En la primera entrada hemos dicho que el fundamento de la moral es la incondicional dignidad de la persona sustentada en la sola razón. Ahora, cabe preguntarse si es posible una ética humanista sin el apoyo de los dogmas anunciados por la revelación cristiana. Si el fundamento y fin universal de la ética es la dignidad de la persona y el bien común es el reconocimiento de ésa en la praxis, ¿hay que anunciar el divorcio entre la moral y la teología o hay que inculcar los principios morales que sostiene el cristianismo? La respuesta, si no fácil, parece obvia: respecto a la moral todos tienen su propia opinión y se esgrimen distintos principios por lo que no existe consenso alguno; de este modo la moral práctica para ser universal no debe tener a la fe como modelo primero – esto no implica que deba estar separada de la fe –. La moral exige una vida ética abierta a todos, por tanto, debe liberarse del dominio de un determinado credo, sea teísta o ateísta.

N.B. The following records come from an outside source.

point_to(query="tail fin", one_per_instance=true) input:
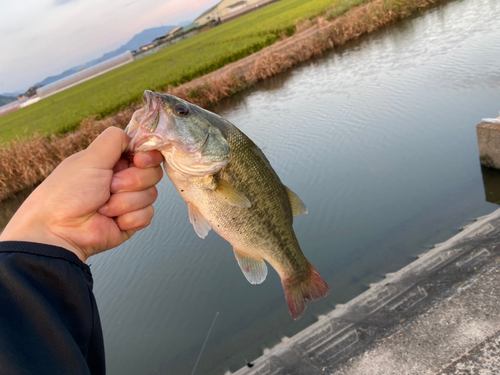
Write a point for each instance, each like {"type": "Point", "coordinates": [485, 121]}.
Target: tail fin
{"type": "Point", "coordinates": [312, 287]}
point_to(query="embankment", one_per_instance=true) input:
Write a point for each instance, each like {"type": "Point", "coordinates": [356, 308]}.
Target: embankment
{"type": "Point", "coordinates": [25, 164]}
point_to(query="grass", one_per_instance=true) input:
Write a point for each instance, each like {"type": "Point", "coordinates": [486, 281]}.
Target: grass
{"type": "Point", "coordinates": [109, 93]}
{"type": "Point", "coordinates": [25, 163]}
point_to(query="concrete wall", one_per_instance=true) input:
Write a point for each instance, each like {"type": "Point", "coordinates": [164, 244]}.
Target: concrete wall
{"type": "Point", "coordinates": [488, 138]}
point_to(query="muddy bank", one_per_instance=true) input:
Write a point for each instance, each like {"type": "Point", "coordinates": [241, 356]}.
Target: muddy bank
{"type": "Point", "coordinates": [23, 165]}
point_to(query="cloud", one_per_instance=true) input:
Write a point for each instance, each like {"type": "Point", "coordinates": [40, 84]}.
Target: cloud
{"type": "Point", "coordinates": [62, 2]}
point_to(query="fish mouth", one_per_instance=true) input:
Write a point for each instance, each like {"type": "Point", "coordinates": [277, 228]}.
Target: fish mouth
{"type": "Point", "coordinates": [145, 125]}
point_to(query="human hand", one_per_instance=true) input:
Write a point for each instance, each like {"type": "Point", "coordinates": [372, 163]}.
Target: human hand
{"type": "Point", "coordinates": [93, 201]}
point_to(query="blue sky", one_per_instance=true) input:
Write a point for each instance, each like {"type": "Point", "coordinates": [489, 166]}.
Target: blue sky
{"type": "Point", "coordinates": [40, 38]}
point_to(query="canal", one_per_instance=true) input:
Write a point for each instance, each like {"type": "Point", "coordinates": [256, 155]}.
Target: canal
{"type": "Point", "coordinates": [377, 138]}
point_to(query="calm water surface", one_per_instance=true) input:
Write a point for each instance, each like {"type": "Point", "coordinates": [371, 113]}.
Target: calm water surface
{"type": "Point", "coordinates": [377, 138]}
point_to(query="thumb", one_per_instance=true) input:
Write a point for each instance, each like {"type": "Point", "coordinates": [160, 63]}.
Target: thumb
{"type": "Point", "coordinates": [107, 148]}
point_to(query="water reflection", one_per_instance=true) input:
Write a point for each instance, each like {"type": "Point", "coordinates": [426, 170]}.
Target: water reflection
{"type": "Point", "coordinates": [377, 138]}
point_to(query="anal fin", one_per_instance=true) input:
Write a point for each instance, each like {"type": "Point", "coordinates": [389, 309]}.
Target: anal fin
{"type": "Point", "coordinates": [201, 225]}
{"type": "Point", "coordinates": [254, 269]}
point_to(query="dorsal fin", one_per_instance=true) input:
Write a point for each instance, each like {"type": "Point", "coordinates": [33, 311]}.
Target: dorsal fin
{"type": "Point", "coordinates": [254, 269]}
{"type": "Point", "coordinates": [298, 207]}
{"type": "Point", "coordinates": [233, 196]}
{"type": "Point", "coordinates": [201, 225]}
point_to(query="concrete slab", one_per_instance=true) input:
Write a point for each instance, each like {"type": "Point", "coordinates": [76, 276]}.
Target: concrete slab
{"type": "Point", "coordinates": [439, 313]}
{"type": "Point", "coordinates": [488, 139]}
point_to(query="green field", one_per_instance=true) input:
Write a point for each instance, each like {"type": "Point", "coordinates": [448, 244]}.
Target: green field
{"type": "Point", "coordinates": [194, 57]}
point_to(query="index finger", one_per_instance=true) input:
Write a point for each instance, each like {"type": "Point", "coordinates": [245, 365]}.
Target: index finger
{"type": "Point", "coordinates": [148, 159]}
{"type": "Point", "coordinates": [107, 148]}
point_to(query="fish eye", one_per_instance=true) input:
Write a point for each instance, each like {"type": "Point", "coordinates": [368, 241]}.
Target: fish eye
{"type": "Point", "coordinates": [181, 110]}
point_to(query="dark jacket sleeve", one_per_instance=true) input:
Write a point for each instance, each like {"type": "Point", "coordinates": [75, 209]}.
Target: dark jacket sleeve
{"type": "Point", "coordinates": [49, 323]}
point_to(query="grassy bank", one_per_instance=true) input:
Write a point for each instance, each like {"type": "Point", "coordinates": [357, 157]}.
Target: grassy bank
{"type": "Point", "coordinates": [23, 164]}
{"type": "Point", "coordinates": [180, 63]}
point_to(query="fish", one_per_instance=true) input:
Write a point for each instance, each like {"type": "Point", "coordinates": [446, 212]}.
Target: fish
{"type": "Point", "coordinates": [229, 186]}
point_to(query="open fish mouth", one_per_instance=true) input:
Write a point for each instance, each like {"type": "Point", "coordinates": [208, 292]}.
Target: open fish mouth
{"type": "Point", "coordinates": [144, 127]}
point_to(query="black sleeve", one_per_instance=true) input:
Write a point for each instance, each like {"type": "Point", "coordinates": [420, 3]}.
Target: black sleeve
{"type": "Point", "coordinates": [49, 323]}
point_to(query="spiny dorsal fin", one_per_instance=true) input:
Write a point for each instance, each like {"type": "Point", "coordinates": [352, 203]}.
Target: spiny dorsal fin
{"type": "Point", "coordinates": [254, 269]}
{"type": "Point", "coordinates": [298, 207]}
{"type": "Point", "coordinates": [201, 225]}
{"type": "Point", "coordinates": [233, 196]}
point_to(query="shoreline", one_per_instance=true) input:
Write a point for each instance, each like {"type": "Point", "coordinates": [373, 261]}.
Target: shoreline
{"type": "Point", "coordinates": [437, 315]}
{"type": "Point", "coordinates": [26, 164]}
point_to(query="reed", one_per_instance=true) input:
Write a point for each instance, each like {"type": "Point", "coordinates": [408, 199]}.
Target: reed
{"type": "Point", "coordinates": [25, 164]}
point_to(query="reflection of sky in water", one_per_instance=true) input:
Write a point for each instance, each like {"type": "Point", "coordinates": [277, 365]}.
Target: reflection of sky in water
{"type": "Point", "coordinates": [379, 141]}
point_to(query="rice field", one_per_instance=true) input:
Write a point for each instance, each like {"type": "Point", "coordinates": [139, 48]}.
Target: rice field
{"type": "Point", "coordinates": [109, 93]}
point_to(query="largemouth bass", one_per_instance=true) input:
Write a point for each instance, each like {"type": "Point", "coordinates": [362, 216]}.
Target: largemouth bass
{"type": "Point", "coordinates": [230, 187]}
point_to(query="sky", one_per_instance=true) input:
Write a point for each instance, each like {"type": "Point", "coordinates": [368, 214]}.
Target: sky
{"type": "Point", "coordinates": [40, 38]}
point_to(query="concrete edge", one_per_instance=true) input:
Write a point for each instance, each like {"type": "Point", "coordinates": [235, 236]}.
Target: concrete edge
{"type": "Point", "coordinates": [336, 336]}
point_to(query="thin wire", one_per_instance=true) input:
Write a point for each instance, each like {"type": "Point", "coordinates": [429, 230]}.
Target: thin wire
{"type": "Point", "coordinates": [205, 343]}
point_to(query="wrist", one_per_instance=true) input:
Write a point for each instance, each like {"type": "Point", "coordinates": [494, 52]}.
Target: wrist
{"type": "Point", "coordinates": [28, 226]}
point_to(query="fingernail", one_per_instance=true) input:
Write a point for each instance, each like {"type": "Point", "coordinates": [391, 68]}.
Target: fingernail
{"type": "Point", "coordinates": [147, 160]}
{"type": "Point", "coordinates": [116, 184]}
{"type": "Point", "coordinates": [104, 209]}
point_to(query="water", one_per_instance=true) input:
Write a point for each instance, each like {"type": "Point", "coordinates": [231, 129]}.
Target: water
{"type": "Point", "coordinates": [377, 138]}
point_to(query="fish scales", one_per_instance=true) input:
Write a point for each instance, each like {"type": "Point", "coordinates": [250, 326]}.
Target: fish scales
{"type": "Point", "coordinates": [229, 186]}
{"type": "Point", "coordinates": [270, 205]}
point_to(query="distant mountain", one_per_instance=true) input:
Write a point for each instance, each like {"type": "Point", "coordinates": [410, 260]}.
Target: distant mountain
{"type": "Point", "coordinates": [185, 23]}
{"type": "Point", "coordinates": [6, 99]}
{"type": "Point", "coordinates": [138, 40]}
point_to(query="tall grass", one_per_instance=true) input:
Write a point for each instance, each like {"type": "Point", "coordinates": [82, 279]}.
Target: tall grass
{"type": "Point", "coordinates": [177, 64]}
{"type": "Point", "coordinates": [24, 164]}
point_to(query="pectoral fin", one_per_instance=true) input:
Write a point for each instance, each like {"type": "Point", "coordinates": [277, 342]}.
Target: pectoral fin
{"type": "Point", "coordinates": [233, 196]}
{"type": "Point", "coordinates": [254, 269]}
{"type": "Point", "coordinates": [298, 207]}
{"type": "Point", "coordinates": [201, 225]}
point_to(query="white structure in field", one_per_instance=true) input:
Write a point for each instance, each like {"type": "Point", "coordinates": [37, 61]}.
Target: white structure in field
{"type": "Point", "coordinates": [84, 75]}
{"type": "Point", "coordinates": [228, 9]}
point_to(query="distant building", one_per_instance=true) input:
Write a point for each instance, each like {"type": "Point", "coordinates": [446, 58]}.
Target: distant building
{"type": "Point", "coordinates": [83, 75]}
{"type": "Point", "coordinates": [174, 32]}
{"type": "Point", "coordinates": [229, 9]}
{"type": "Point", "coordinates": [147, 46]}
{"type": "Point", "coordinates": [28, 94]}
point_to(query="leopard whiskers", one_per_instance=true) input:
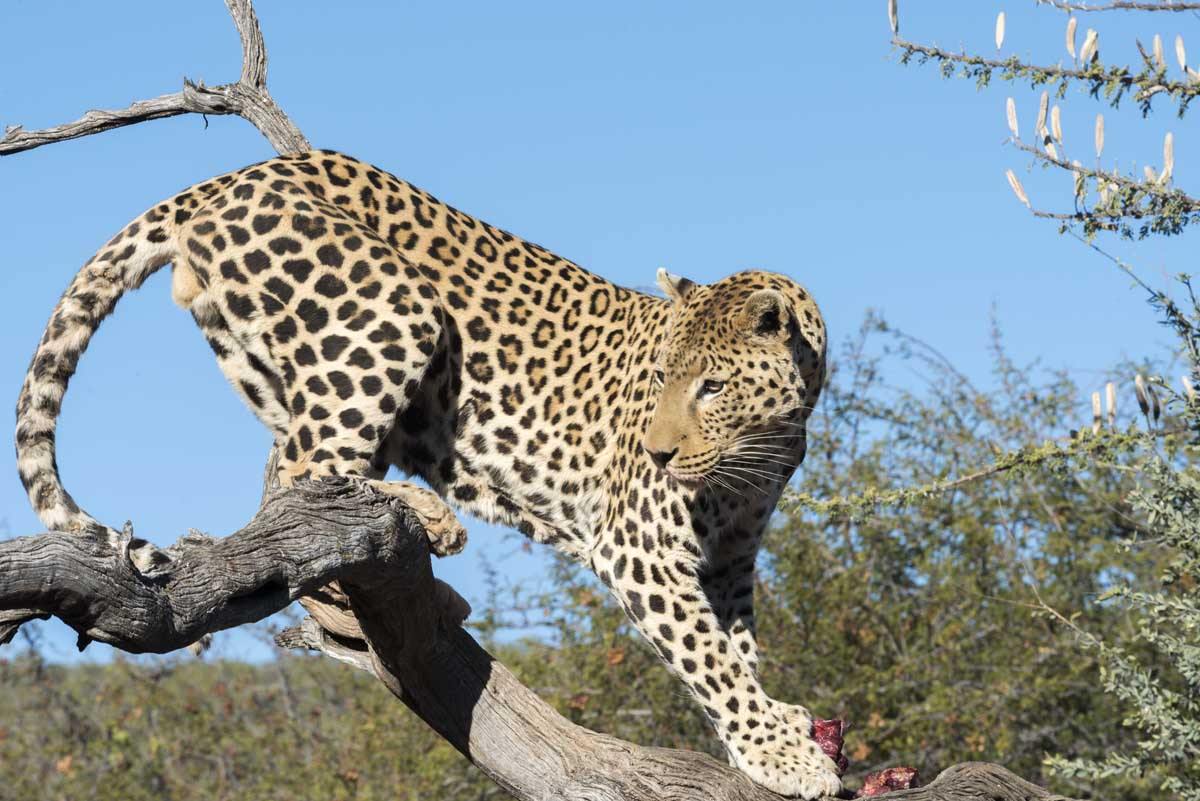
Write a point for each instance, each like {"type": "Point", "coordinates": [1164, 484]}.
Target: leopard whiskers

¿La razón por sí misma puede apelar al reconocimiento e inviolabilidad de una moral natural que emerge en la conciencia del hombre para comprender y reconocer como un ‘deber sagrado’ la dignidad incondicional de la persona? ¿Es posible, tal vez, dirigiéndome a las personas creyentes, que no haya mayor muestra de amor a Dios que el reconocimiento, por su dignidad, del primado del hombre, que es lo que exhorta – o debería exhortar – la ética laica y universal de las sociedades democráticas? Si buscamos reconocer valores éticos universales el sentido común nos empuja a desprendernos de los dogmas propios de las distintas cosmovisiones, que ya no serán fundamentos, sino elementos complementarios para alcanzar la vida feliz y el bien común en la realización de una vida ética abierta a todos – de la que todos seremos responsables directos –.
Una democracia laica será moral sí y sólo si afirma el primado del hombre basándose en la incondicional dignidad de la persona humana, antes lógico y ontológico de cualquier derecho. En este sentido, cada hombre tiene la obligación, también incondicional, de respetar su propia humanidad y la de todos los demás y nunca actuar contra ella. Por tanto, no se puede entender la sacralidad que se encierra en el hombre desde una óptica utilitarista, que comprende al ser humano como un medio o instrumento. La democracia debe consagrarse al reconocimiento y potenciación del ciudadano y el ciudadano debe consagrarse al reconocimiento y potenciación de la vida y de los proyectos personales del otro. En consecuencia, una moral que tiene como fundamento la dignidad incondicional del ser humano sólo es posible desde una moral edificada mediante de la virtud de la caridad, por la cual amamos a los otros como a nosotros mismos.
En la formación de la persona, que hablábamos en la primera entrada, resulta una exigencia que se presente la virtud de la caridad como principio moral superior. Esto no supone que se marque de inmoral el pensar en uno mismo, sino que se enfatice el hecho de que al pensar en uno mismo se piense consecuentemente en los demás, pues el bien particular de todos sólo se garantiza con la consecución del bien común. La virtud de la caridad no es artificial ni imposible desde el momento mismo en que se constata que el bien moral no está erradicado de una conciencia contemporánea que sigue, como las pasadas, mostrando su indignación moral hacia todo aquello que atenta contra la dignidad incondicional del ser humano. Así, ante el individualismo hemos de fomentar el espíritu caritativo que se encuentra de manera intrínseca y en potencia en el hombre.